Six months after receiving his first prosthesis, Sean decided to give wakeboarding a go. He had wakeboarded before his amputation so knew the sport. To the amazement of everyone, he not only got up on the board his first time, but he also felt so comfortable that he tried jumping. A few months later, he won first place in wakeboarding at the Extremity Games.

It wasn’t long after this that Sean was introduced to kiteboarding. Kiteboarding, as we all know, is an extreme sport that few able bodied athletes do. It is estimated that there are no more than a quarter of a million kiteboarders in the world today, each with his or her own style – wakestyle, waveriding, freestyle, freeride, jumping and cruising. This is a miniscule amount of people and it was certainly no deterrent to Sean – if anything it probably inspired him to succeed.

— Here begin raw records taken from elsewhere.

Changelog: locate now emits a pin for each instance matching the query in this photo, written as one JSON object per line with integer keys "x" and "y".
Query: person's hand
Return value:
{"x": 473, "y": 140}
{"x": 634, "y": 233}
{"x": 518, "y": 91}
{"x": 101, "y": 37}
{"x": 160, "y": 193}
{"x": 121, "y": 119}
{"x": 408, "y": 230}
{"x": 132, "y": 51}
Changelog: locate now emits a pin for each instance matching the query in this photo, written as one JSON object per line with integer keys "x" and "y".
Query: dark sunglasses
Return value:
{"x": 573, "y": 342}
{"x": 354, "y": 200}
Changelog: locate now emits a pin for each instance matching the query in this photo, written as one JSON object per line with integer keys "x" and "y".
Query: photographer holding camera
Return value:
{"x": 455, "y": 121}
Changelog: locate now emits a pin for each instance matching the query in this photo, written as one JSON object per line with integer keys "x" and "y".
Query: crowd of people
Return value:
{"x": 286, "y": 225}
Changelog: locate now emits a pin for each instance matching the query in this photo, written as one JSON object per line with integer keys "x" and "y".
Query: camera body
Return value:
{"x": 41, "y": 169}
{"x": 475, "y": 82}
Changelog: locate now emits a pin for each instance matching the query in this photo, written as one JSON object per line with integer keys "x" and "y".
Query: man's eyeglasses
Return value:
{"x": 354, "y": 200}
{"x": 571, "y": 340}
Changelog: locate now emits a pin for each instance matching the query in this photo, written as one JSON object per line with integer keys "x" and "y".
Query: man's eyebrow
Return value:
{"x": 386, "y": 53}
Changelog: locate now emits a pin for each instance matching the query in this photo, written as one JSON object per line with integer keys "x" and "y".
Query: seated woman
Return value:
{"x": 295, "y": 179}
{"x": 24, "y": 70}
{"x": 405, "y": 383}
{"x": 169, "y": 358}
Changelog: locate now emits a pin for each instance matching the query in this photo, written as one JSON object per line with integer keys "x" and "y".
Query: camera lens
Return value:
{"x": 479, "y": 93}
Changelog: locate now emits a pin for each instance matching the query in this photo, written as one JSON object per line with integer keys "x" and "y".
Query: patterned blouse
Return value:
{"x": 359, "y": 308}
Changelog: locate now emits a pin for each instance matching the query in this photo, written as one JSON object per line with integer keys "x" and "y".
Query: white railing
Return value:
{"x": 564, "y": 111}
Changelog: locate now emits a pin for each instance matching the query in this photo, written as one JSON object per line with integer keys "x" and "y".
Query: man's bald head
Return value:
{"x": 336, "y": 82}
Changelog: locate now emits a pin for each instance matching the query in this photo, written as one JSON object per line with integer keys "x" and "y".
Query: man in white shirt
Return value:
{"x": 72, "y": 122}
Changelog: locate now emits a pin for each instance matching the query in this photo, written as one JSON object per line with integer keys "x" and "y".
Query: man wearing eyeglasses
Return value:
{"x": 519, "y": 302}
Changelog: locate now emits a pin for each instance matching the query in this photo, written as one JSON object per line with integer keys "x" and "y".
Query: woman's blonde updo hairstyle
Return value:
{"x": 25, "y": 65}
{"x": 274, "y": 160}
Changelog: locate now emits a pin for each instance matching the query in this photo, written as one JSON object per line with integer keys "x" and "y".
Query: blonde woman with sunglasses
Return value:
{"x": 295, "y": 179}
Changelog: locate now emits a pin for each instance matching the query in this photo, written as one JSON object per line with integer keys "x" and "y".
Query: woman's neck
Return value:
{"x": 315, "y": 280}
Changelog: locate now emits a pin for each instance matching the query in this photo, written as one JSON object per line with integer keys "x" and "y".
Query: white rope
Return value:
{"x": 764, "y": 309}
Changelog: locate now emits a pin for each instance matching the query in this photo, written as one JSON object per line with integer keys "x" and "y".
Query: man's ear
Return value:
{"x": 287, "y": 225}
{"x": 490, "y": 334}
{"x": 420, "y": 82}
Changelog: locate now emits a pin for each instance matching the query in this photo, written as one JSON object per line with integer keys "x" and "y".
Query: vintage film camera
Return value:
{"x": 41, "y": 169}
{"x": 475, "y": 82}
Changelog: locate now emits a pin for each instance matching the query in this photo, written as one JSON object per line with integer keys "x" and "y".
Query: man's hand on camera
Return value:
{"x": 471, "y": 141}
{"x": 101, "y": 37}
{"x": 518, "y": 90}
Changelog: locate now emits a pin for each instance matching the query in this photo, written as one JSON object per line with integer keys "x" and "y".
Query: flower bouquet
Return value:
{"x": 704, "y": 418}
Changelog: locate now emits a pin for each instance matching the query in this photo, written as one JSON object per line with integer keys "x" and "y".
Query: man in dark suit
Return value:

To the amazement of the kiteboarding community, he learned to kite and started doing tricks immediately. 6 months later he was asked to be team rider for He entered competition after competition, and worked on perfecting his freestyle skills. Today, he is able to complete the expert tricks done by the world’s best kiteboarders.

Sean’s goal is to continue competing in national competitions and to enter the international PKRA competitions against the best 25 kiteboarders in the world.

It is with sincere feelings of respect and congratulations that we wish him the best of luck.